制作の日々、出店レポート、革のこと。 ブランドの裏側を少しだけ

2026/08/27 07:50


最近、革を仕入れるたびに少し迷います。

「この革でこんなバッグを作りたい」

そう思う革はいくつもあるのですが、資金的にあれもこれも仕入れられるわけではありません。

それ以上に最近考えるのが、

いろいろな革を使いすぎると、ブランドの色が分からなくなるんじゃないか。

ということです。

今、よく使っている革のひとつがブッテーロレザー。

バッグではそこまで多く使われる革ではありませんが、財布や革小物ではよく見かけます。

新作の三つ折り財布にも、このブッテーロを使っています。

しっかりとした革らしい表情があって、マルシェでも比較的反応がいい。

小物にはすごく相性のいい革だと思っています。

ただ、自分が本当に作りたいデザインを考えると、少し雰囲気が違います。

自分が作りたいのは、もう少しモードで、形やシルエットに特徴があるもの。

その意味では、ブッテーロは「好きな革」ではあるけれど、「一番作りたい世界観の革」とは少し違います。

次がドイツシュリンクレザー。

こちらも小物によく使われていますが、マルシェではブッテーロほど反応が強くない印象です。

さらに個人的には、革を薄く漉くときに破れやすいことがあって、そこは少し頭を抱えるところ。
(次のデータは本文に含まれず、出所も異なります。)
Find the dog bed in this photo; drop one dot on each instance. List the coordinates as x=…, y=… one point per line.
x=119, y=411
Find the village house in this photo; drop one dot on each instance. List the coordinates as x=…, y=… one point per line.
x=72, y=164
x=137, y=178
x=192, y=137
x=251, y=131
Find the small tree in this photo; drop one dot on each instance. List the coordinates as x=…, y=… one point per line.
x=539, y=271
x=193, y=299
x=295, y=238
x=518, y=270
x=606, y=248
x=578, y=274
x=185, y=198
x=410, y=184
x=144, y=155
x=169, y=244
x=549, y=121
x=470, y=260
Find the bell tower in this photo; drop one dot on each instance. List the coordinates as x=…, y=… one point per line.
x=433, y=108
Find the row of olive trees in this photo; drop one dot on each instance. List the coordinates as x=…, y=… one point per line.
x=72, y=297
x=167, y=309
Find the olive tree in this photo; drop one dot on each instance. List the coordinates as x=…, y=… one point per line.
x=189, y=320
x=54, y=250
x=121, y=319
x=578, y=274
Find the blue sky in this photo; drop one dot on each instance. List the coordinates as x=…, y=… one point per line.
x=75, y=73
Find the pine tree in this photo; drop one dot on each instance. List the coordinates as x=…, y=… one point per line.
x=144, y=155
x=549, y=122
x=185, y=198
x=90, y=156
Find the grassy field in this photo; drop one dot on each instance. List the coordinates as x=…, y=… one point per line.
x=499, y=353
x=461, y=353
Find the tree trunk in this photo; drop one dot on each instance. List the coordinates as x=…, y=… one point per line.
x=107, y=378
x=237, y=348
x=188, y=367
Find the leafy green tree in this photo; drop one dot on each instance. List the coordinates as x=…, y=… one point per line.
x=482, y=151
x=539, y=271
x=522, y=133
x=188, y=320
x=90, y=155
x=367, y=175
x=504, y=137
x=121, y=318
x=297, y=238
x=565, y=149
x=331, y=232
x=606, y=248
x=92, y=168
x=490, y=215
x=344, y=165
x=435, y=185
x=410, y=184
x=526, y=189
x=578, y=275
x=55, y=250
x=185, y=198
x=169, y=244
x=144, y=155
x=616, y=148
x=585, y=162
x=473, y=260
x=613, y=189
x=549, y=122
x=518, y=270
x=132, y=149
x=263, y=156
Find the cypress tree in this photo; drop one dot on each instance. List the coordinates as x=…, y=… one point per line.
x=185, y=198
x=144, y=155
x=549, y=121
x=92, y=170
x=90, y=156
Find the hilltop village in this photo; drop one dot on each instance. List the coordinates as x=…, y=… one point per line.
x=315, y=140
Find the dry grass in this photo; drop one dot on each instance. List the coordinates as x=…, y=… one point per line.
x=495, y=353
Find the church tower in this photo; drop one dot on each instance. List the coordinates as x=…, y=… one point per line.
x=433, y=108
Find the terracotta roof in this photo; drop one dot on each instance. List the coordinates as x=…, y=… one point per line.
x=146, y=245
笑

それでもバッグには使いたい。

柔らかさがあるので、いろいろな形が作れますし、色の選択肢も多い。

バッグをデザインするときの自由度はかなり高い革だと思っています。

そして、一番使いたいのがカーフレザー。

自分が好きなモードなデザインには、一番合っていると思っています。

柔らかなシルエットも作れるし、少し構築的なデザインにもできる。

革を見ながら「こんなバッグを作りたい」と一番想像が膨らむのもカーフです。

ただ、革の単価は高い。

さらに表面がきれいで上品だからこそ、シュリンクレザーほど見た目の特徴が強くありません。

イベントで並べたときも、よほど形に特徴を出さないと、一瞬では目に留まりにくい。

小物にも同じことが言えます。

作っている側からすると、

「この革、本当にいいんです」

と思っていても、その良さがお客さまにすぐ伝わるとは限りません。

だから最近は、革そのものの良し悪しだけではなく、

「どの革を使えば、de’syuらしくなるのか」

を考えるようになりました。

ブッテーロも好き。

ドイツシュリンクも使いやすい。

カーフも使いたい。

全部使えば、いろいろなものが作れます。

でも、作品を並べたときに素材も雰囲気もバラバラだったら、

「de’syuって、結局どんなブランドなんだろう?」

となってしまう気もします。

できれば、ある程度は統一したい。

小物はブッテーロ、バッグはカーフやシュリンク、と役割を分けるのか。

それとも、さらに革を絞っていくのか。

まだ答えは出ていません。

ブランドを始めた頃は、

「作りたいものを作ればいい」

と思っていました。

でも続けていくと、

売れるかどうか。

材料費はいくらか。

作りやすいか。

自分が作りたいものか。

そして、それがブランドらしいか。

考えることがどんどん増えていきます。

ただ最近は、それもブランドを作っていく過程なのかなと思っています。

次に革を仕入れるときは、

「この革が好きだから」だけではなく、

「この革で作ったものを並べたとき、de’syuに見えるか。」

そこまで考えながら選んでみようと思います。

まだ、自分もブランドも途中です。